In most cases, the metadata remains with the file even when the file format changes (for example, from PSD to JPG). Metadata also remains when files are placed in an Adobe document or project.
If you’re a C++ or Java developer, use the XMP Toolkit SDK to customize the processing and exchange of metadata. If you’re an Adobe Flash or Flex developer, use the XMP File Info SDK to customize the File Info dialog box. For more information, visit the Adobe website.
Many of the powerful Adobe Bridge features that allow you to organize, search, and keep track of your files and versions depend on XMP metadata in your files. Adobe Bridge provides two ways of working with metadata: through the Metadata panel and through the File Info dialog box.
In some cases, multiple views exist for the same metadata property. For example, a property may be labeled Author in one view and Creator in another, but both refer to the same underlying property. Even if you customize these views for specific workflows, they remain standardized through XMP.
You can attach notes to an image in Photoshop. This is useful for associating review comments, production notes, or other information with the image. Notes appear as small non-printable icons on the image. They are associated with a location on the image rather than with a layer. You can hide or show notes, or open notes to view or edit their contents.

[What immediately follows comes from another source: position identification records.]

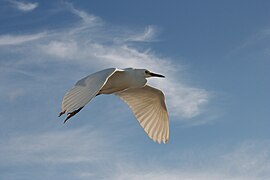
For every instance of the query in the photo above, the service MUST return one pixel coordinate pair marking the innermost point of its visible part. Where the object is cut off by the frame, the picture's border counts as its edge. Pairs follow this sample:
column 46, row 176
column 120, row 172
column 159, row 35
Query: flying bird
column 146, row 102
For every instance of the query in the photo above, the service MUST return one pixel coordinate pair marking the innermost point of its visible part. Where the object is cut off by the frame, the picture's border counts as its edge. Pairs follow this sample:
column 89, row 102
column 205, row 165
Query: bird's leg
column 72, row 114
column 61, row 113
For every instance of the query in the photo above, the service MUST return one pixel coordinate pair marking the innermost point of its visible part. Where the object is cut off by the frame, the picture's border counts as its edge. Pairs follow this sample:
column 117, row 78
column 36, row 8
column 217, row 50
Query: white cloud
column 19, row 39
column 147, row 36
column 248, row 161
column 59, row 147
column 24, row 6
column 93, row 46
column 87, row 18
column 60, row 49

You can add notes anywhere on your Photoshop image canvas. When you create a note, an icon appears on the image.
Choose View > Show > Notes.
Choose View > Extras. This command also shows or hides grids, guides, selection edges, target paths, and slices.
- Using the Note tool, double-click the note icon in the image. The text editing area appears in the Notes panel.
- Choose Window > Notes to display the Notes panel, and click the back and forward arrows to toggle through all notes in the active image.
When you open a PDF file, Photoshop automatically imports any notes it contains. You may want to import notes separately, however, if they were added to a flattened PDF version of a multilayer image. This approach lets reviewers who lack Photoshop provide comments, while letting you view comments in the context of the multilayer design.